Regardless of what form it takes, verbal/emotional abuse is the process of beating a person down and making a child feel bad about themselves. As stated earlier, it's all the emotional pain of a physical attack but without the bruise. In fact, this is one of verbal abuse's most insidious qualities. Even adults who have been verbally and emotionally abused all their lives have difficulty recognizing it for what it is. (Evans, 1993) Rather, they just know the feelings of being bad, worthless, depressed, and the like, while constantly embarking on a search for "what they are doing wrong."
This is even more true when it comes to children. Kids aren't able to recognize and distinguish between what is verbally abusive and what isn't. They're in even less of a position to realize that the barbs they receive aren't actually about them, but about a parent's frustration or insecurities. They are the walking wounded, living their life confused and feeling bad about themselves on a regular basis. These individual moments are bad enough by themselves, but when they are strung together and continue over time, as they often do, verbal abuse becomes the most frustrating and psychologically destructive form of abuse.

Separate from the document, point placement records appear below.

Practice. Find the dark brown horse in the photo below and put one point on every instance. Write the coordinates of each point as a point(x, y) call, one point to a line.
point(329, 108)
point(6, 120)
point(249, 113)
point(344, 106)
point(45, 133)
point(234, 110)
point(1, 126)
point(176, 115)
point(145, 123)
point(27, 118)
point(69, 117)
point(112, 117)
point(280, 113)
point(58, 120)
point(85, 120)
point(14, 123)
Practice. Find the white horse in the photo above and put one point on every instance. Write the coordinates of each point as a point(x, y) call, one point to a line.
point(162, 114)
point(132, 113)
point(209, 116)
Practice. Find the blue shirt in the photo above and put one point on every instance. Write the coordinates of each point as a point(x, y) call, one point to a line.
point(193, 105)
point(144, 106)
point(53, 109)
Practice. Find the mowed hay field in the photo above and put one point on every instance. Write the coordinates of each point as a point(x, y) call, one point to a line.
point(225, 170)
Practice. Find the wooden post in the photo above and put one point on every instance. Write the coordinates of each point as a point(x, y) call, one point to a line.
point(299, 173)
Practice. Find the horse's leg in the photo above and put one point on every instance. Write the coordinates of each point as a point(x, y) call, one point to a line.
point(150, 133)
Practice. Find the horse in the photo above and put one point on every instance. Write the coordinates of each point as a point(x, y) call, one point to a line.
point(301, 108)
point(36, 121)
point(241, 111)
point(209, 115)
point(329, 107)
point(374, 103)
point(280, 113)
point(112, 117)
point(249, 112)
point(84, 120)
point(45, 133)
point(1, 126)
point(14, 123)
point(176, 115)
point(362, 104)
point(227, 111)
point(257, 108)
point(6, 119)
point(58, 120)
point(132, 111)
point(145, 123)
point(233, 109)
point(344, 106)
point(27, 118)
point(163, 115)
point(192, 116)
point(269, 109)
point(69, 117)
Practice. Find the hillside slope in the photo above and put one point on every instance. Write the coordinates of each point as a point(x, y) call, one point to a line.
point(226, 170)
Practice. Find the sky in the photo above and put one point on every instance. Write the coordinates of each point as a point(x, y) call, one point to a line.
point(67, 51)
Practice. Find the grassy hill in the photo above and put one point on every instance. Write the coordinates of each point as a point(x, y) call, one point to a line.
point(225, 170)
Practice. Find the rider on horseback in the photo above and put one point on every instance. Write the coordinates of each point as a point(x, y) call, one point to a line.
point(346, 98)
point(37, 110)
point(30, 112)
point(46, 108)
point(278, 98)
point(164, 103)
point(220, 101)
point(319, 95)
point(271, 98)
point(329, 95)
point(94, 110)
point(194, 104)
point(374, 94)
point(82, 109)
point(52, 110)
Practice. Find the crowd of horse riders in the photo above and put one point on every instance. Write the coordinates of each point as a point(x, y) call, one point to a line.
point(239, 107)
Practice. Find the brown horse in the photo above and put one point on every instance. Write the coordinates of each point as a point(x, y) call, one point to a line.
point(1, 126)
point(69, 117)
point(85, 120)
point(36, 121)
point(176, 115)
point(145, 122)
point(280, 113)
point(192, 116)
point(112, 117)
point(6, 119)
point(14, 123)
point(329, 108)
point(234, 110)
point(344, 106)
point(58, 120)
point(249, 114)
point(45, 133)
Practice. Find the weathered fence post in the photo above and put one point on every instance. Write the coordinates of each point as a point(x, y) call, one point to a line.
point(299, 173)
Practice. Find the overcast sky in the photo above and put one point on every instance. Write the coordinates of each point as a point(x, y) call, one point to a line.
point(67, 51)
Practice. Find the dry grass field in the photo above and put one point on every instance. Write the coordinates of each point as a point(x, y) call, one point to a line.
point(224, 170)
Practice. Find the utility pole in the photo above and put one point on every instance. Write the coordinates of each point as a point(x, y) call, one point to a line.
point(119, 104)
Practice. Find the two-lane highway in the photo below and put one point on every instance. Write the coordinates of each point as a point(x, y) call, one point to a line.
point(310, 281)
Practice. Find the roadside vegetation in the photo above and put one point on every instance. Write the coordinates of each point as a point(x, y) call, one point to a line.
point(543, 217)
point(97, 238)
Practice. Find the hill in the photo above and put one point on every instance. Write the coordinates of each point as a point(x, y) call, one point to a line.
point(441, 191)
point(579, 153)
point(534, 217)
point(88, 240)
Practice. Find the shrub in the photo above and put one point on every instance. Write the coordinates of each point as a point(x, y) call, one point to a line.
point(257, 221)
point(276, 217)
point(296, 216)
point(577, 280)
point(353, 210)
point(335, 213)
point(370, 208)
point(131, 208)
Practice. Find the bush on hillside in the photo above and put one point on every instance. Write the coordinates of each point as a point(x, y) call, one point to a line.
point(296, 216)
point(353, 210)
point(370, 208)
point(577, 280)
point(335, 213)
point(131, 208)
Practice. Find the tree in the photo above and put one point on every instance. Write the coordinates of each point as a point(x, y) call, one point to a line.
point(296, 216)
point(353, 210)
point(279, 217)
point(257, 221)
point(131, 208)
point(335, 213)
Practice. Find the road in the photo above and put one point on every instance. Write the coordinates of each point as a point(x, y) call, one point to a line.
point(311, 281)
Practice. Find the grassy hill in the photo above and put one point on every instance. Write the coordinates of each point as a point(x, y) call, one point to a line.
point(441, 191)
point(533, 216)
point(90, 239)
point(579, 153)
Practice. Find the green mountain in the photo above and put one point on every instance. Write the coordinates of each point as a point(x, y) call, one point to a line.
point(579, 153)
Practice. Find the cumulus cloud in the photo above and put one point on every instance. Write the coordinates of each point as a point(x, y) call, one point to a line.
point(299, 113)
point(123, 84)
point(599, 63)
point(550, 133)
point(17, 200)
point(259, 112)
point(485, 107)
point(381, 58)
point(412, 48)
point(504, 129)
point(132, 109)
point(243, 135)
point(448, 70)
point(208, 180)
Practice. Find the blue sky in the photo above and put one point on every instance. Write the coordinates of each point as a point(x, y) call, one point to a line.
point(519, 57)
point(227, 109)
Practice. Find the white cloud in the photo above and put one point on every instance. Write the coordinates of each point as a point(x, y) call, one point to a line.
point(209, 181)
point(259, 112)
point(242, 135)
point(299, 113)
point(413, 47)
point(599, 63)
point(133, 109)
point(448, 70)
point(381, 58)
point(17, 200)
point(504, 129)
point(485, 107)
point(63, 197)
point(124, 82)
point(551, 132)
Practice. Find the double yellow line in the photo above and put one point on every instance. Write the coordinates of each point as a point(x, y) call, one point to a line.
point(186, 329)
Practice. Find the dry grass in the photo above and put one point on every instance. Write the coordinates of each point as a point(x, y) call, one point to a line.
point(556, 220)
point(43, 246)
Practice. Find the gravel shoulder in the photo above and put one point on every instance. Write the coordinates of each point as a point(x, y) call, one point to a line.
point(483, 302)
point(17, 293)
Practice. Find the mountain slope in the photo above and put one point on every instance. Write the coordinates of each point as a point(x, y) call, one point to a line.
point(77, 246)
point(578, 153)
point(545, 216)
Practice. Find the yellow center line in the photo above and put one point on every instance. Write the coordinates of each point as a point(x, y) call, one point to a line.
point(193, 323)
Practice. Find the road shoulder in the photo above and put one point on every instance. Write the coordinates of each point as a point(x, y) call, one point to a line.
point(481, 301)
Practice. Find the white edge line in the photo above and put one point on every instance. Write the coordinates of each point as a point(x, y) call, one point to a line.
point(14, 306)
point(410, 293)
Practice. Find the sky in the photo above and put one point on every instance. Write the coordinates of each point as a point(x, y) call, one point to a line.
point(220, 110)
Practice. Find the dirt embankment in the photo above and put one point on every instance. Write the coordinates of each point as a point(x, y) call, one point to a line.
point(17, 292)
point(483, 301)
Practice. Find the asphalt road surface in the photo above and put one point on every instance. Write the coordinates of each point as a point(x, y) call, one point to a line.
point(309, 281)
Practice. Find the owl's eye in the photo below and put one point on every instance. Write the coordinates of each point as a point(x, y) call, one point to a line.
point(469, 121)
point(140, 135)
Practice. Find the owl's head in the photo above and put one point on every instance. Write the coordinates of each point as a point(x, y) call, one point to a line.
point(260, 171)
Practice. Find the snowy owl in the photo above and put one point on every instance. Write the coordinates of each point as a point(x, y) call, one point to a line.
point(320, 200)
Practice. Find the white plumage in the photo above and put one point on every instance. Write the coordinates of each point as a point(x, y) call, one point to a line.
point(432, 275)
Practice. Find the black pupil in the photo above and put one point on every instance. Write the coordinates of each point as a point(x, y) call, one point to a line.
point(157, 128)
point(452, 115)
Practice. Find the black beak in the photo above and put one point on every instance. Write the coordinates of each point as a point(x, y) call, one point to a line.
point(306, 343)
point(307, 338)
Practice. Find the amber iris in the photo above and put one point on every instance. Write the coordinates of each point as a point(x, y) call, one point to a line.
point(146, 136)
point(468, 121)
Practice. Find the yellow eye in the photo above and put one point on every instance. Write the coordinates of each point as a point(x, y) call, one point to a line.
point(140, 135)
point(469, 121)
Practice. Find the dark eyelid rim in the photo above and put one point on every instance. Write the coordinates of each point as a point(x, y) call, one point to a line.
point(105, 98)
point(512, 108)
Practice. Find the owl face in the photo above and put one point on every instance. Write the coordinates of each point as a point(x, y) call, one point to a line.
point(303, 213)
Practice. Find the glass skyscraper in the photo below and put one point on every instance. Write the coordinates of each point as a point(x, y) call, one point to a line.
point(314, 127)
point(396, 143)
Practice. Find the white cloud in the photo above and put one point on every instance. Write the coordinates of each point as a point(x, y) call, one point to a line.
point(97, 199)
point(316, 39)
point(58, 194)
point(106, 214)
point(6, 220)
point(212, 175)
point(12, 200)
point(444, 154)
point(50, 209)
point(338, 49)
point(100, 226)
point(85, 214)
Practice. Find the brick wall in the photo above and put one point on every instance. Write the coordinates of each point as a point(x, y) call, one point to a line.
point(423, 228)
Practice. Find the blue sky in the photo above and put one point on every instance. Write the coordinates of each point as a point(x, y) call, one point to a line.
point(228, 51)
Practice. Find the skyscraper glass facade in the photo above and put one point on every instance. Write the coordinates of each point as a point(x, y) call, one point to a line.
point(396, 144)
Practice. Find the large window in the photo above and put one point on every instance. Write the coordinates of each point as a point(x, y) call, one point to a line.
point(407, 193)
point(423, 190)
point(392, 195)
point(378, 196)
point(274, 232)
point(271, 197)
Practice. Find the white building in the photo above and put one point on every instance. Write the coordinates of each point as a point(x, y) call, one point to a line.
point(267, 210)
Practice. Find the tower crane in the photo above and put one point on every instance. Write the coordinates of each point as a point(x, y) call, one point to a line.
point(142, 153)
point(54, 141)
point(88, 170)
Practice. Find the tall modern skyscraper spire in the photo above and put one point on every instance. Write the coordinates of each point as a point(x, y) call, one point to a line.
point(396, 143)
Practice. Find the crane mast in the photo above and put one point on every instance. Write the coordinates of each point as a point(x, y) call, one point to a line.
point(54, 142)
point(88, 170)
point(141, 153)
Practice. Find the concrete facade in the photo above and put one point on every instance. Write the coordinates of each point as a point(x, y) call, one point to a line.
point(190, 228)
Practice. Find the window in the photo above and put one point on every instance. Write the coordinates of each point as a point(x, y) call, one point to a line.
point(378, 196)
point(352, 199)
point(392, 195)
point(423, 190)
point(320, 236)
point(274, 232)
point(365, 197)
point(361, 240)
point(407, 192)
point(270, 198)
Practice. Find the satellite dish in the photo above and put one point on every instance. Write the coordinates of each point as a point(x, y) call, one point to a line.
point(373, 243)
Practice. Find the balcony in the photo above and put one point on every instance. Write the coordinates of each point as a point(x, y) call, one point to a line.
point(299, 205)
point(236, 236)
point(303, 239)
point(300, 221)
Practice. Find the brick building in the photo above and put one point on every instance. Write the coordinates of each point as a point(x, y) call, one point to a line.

Verbally abusive people have a way of cunningly turning the tables on their victim and making their attacks all about their target. The child isn't being verbally battered, the parents imagine, they are being "put in their place." A parent isn't being unduly harsh; they're merely "stating the obvious." They're not attacking a child's self-esteem, the child is simply too sensitive. The parent isn't acting abusively or irrationally, the child is a flawed vessel who draws the parent's ire, and therefore, is deserving of such treatment. It's the child's own fault. "I wouldn't be this way if you weren't so..." is the general message. Only someone who’s endured such an environment can fully appreciate the psychology of it. It's the same psychology that has women who are beaten by their husbands believing they deserved the abuse or brought it upon themselves. It warps a person's social perspectives and redefines the individual according to what the abusive person says they are. If verbal abuse can cause such devastation to an adult's reality and core assumptions about the world, imagine how much more so they affect the inexperienced child, who has little choice but to assimilate these beliefs into their core perceptions.